なお、この物語はA. Rappoprt Fights, Games and Debates (1974) のなかでも触れられているようだ。Google Books によると、“Some years ago weird story appeared in the New Yorker, in which the “law of averages” failed. Civilization was brought to an inglorious chaos, because the streets were empty of traffic at 5 P.M.. and jammed at 3 A.M. The story conveys the same jittery feeling as if it described the sudden failure of any of the natural laws that we take for granted.”(p.90)

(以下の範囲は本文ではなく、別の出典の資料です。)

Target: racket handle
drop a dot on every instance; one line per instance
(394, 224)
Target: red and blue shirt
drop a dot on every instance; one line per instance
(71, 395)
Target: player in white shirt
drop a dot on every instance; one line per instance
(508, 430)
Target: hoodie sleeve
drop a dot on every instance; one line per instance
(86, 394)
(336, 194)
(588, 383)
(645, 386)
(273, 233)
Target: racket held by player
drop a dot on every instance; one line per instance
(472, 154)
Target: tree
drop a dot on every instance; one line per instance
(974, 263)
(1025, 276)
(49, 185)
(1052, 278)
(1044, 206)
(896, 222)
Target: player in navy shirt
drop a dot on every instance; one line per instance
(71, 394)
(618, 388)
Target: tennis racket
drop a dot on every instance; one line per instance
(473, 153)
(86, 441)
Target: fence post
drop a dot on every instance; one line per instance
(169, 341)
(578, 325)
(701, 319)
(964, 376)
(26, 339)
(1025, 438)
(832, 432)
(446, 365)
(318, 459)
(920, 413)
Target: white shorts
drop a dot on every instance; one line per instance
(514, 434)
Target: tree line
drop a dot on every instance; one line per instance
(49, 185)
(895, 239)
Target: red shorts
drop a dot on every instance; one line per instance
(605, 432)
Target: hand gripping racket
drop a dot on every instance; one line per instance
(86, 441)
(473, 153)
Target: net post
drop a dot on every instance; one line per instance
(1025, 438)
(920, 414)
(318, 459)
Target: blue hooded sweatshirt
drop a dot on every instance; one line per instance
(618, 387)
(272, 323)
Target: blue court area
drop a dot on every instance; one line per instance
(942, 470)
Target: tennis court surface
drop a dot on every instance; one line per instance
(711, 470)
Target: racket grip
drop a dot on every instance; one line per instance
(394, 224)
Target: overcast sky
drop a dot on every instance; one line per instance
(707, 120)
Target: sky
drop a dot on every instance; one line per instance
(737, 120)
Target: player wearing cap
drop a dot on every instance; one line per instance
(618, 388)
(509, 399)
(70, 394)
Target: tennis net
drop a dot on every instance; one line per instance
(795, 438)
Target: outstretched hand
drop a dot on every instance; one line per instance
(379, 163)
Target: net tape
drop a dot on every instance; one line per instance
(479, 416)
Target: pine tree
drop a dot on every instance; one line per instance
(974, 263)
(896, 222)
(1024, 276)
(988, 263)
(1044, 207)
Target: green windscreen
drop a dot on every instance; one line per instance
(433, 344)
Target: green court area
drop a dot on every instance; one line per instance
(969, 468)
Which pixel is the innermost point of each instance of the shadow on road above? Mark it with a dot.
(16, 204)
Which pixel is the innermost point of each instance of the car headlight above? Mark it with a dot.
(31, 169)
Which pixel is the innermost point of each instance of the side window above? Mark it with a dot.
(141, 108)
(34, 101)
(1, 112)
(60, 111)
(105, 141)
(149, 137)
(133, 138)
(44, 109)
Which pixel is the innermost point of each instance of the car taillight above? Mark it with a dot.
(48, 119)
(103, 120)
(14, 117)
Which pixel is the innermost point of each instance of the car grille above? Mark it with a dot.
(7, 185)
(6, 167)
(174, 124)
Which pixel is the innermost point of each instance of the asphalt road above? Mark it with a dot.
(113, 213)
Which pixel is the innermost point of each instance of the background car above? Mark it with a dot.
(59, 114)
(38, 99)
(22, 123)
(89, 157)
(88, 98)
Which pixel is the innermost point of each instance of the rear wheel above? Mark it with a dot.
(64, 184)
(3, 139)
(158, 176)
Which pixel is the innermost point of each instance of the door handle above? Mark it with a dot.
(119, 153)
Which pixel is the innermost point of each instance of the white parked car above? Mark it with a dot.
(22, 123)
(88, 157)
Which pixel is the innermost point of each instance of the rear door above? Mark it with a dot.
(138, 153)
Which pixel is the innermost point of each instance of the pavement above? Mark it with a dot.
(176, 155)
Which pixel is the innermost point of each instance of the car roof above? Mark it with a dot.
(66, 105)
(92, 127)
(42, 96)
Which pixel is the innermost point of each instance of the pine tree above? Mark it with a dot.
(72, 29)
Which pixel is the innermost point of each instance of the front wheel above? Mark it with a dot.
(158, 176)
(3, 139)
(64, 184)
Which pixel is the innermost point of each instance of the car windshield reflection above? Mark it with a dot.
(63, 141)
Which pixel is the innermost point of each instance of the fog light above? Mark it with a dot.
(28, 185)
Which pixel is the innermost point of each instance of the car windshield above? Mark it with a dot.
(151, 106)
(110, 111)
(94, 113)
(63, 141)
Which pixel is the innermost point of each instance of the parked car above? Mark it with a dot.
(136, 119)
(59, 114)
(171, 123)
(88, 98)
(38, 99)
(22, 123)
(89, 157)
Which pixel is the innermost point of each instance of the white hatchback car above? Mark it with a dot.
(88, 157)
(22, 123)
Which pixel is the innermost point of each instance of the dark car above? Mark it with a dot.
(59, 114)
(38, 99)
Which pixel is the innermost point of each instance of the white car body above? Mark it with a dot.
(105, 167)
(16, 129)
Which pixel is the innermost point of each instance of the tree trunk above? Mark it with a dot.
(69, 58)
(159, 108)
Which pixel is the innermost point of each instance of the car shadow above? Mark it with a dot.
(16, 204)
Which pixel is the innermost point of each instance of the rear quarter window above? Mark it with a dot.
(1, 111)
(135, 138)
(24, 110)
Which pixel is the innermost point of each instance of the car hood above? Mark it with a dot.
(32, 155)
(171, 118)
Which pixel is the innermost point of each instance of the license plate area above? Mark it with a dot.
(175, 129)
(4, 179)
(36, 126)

Garfinkel, Harold (1963a) A Conception of, and Experiments with, "Trust"as a Condition of Stable Concerted Actions. In O.J.Harvey, ed., Motivation and Social Interaction.
----- (1963b) Mocking Up the Rules of Everyday Activities.
----- (1967) Studies in Ethnomethodology.
----- (2002) Ethnomethodology's Program: Working Out Durkheim's Aphorism.